Existe um movimento global no mundo do trabalho, especialmente nas Big Techs, de retorno aos escritórios. A última Big Tech nessa lista é a Amazon, que exigiu essa semana o retorno ao trabalho no escritório e encerrou programas de home office. No Brasil, no entanto, há quem reme contra essa maré: é o caso da fintech alt.bank.

O banco digital divulgou essa semana resultados positivos obtidos com o modelo de trabalho híbrido. Apelidado de “alt way of working”, o modelo da fintech aposta em uma cultura laboral mais flexível e diz que é uma preferência crescente entre pessoas de todas as gerações. Como resultado, diz ter maximizado sua taxa de retenção de funcionários.

A fintech diz se apoiar em três pilares: cultura de trabalho de modelo híbrido que alterna presencial e remoto dependendo do estágio de carreira e atividade; apego à missão social da empresa; e programas de desenvolvimento talentos.

A empresa possui escritórios em São Carlos e São Paulo. Na primeira cidade, mantém áreas de interação com clientes que trabalham presencialmente.

Em São Paulo ficam as equipes técnicas e cargos estratégicos que se reúnem por uma semana no mês para promover discussões mais intensas, definir estratégias e garantir alinhamento da liderança. No restante do mês, os times trabalham remotamente.
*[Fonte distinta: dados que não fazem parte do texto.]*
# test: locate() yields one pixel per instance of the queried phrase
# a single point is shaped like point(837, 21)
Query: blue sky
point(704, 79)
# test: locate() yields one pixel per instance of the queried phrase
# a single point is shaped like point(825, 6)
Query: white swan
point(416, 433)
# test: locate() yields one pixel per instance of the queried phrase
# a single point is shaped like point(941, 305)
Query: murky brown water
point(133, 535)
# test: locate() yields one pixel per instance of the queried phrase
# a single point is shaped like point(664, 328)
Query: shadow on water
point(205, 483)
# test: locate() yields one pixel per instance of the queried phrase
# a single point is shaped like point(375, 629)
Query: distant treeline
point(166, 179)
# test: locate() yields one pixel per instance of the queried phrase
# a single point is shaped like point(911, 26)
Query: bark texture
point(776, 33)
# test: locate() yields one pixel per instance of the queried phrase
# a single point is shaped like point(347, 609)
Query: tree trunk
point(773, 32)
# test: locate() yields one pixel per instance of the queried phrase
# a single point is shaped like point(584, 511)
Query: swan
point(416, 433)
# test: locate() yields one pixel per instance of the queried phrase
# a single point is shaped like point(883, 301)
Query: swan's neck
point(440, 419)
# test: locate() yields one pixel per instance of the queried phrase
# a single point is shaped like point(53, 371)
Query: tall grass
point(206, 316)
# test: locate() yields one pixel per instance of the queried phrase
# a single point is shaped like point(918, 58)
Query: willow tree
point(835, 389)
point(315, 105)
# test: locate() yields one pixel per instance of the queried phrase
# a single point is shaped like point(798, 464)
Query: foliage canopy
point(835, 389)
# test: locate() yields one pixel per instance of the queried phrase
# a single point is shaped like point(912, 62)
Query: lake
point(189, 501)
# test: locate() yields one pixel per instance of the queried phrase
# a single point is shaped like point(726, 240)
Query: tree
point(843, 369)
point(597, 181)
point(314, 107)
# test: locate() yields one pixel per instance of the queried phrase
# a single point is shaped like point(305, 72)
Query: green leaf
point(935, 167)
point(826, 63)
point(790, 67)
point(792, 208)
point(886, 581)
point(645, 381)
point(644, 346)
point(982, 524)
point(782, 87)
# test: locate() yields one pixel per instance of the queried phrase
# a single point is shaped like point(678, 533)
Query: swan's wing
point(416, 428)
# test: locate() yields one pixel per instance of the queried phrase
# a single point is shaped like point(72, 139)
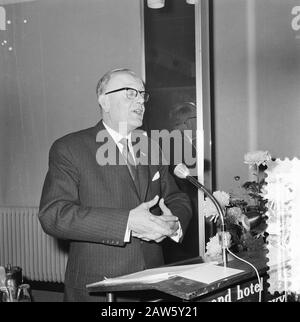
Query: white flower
point(222, 197)
point(257, 158)
point(214, 247)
“Esse modelo permite muitas discussões de alto nível em um curto espaço de tempo, além de organizar os times remotamente para executar e aprender rapidamente. Nossos colaboradores abraçam a cultura”, diz Fábio Silva, COO do alt.bank.

Alinhamento de metas

Segundo o executivo, a abordagem favorece o alinhamento da liderança em torno de metas e impulsionadores, seguido pela execução remota, o que traz equipes mais “motivadas, engajadas e focadas no cliente”. Além disso, independente da área de formação, muitos colaboradores do alt.bank começam na empresa no atendimento ao cliente, o que segundo a empresa cria uma “cultura centrada no cliente”.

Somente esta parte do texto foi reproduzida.